Mr Travers added that London’s financial industry would be hit by any change. “The FCO’s sniping at hedge funds plays right into the hands of EU legislators who are desperately trying to curb the success of the City of London and, in particular, the hedge fund industry. In short, if the FCO attack the Caymans, they damage London. I would have thought in the current financial crisis that would be a horrendous example of unintended consequences.”

Critics of the Cayman Islands and other offshore financial centres argue that so-called “secrecy jurisdictions” were responsible for creating the financial instability that led to the global credit crisis and subsequent economic meltdown.

However, a new report released by the OECD (see separate story) refutes this suggestion and warns the Group of 20 (G20) that it is misdirecting itself in attacking tax havens.

Mr Travers went on to say, “I urge the FCO to acknowledge that the Cayman Islands Government has put forward sensible ideas to cut costs and raise revenue without the introduction of totally unnecessary taxes and allow the Cayman Islands Government to borrow the relatively small amount of money it needs to carry out its business.”

His comments followed recent remarks by leaders in Cayman and Bermuda criticising attempts to portray them as shady tax havens and say world leaders are making them scapegoats for the global downturn.

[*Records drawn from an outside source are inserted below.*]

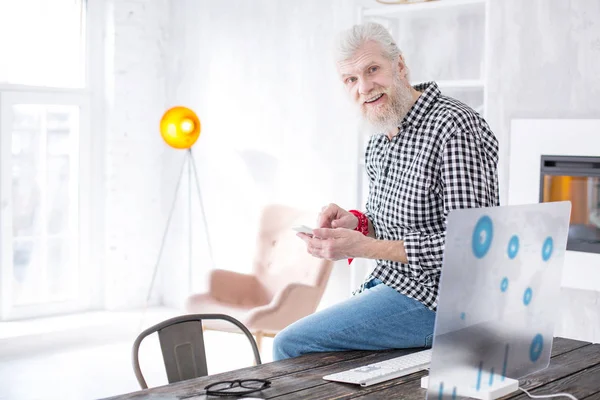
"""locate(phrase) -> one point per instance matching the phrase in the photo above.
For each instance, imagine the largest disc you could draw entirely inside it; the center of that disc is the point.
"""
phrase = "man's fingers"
(325, 233)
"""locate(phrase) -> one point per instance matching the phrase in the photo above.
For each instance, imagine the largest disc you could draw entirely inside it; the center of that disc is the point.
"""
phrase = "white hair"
(350, 40)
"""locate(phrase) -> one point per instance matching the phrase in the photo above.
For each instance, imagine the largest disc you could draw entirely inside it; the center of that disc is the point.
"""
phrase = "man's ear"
(402, 66)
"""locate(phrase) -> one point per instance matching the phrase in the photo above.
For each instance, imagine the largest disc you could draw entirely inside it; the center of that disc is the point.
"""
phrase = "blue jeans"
(378, 318)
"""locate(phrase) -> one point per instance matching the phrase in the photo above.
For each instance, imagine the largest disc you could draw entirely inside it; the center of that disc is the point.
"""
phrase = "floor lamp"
(180, 128)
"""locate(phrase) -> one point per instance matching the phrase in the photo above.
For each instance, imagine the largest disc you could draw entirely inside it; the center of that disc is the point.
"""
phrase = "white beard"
(389, 118)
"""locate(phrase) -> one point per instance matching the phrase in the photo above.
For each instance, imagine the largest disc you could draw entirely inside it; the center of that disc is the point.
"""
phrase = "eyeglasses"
(236, 387)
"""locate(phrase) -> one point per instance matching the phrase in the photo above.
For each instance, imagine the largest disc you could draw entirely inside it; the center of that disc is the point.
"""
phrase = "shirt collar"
(428, 97)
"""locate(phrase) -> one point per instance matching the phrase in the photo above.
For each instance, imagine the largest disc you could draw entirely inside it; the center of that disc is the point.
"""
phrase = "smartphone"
(303, 229)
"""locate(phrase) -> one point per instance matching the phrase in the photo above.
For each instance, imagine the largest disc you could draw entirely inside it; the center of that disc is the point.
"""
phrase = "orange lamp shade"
(180, 127)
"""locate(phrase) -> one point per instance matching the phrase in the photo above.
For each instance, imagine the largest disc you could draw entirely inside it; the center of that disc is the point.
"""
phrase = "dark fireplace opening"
(576, 179)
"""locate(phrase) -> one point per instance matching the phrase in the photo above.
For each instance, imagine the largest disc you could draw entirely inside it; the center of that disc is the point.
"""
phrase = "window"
(44, 160)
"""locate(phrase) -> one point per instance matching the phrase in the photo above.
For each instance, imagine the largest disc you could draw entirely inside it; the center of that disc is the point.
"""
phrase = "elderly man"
(428, 154)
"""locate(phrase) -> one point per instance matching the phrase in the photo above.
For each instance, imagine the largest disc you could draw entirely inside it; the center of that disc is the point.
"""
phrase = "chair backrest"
(182, 344)
(281, 257)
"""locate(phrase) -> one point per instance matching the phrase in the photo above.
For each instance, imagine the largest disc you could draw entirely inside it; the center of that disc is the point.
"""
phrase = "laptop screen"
(498, 298)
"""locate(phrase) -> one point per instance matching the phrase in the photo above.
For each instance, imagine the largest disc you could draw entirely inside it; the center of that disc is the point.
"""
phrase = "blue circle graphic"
(482, 236)
(537, 345)
(504, 284)
(527, 296)
(513, 247)
(547, 248)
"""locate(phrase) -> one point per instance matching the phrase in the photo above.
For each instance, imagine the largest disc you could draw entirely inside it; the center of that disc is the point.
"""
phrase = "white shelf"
(398, 10)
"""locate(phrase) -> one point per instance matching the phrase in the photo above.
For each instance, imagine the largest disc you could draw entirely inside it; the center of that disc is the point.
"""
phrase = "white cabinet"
(443, 41)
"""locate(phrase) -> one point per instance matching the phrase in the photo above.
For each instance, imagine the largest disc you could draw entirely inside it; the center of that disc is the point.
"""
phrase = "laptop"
(497, 325)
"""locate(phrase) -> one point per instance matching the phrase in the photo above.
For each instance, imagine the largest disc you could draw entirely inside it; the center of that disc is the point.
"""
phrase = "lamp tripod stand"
(190, 163)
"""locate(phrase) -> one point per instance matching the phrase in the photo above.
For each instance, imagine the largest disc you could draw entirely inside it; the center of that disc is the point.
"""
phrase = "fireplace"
(576, 179)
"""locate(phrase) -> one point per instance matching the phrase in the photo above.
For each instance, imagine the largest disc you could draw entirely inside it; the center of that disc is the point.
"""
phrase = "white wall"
(543, 64)
(134, 96)
(275, 124)
(276, 127)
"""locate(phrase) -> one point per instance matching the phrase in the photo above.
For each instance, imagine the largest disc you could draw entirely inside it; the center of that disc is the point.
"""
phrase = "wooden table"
(574, 368)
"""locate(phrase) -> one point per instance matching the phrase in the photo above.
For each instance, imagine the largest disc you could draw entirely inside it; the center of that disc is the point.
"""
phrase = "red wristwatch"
(362, 227)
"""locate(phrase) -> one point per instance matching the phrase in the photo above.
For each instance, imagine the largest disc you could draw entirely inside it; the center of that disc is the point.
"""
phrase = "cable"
(549, 395)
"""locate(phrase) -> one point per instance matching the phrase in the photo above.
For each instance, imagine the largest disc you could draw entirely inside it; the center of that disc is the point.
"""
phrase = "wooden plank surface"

“It’s not fair,” said Hon. McKeeva Bush, Leader of Government Business and Minister for Financial Services.

“It’s the fault of the onshore centers who taxed their own people ... money is running away from them now,” Mr Bush said.

Bermuda’s finance minister, Paula Cox, also suspects the world’s richest states may be seeking “extra-territorial solutions to their economic, fiscal and financial challenges.”

“There is now a strong suspicion that the G20 has an undisclosed agenda item to drive forward a global corporate tax policy, which may fly in the face of a nation’s sovereign right to set down its own tax policy,” she said.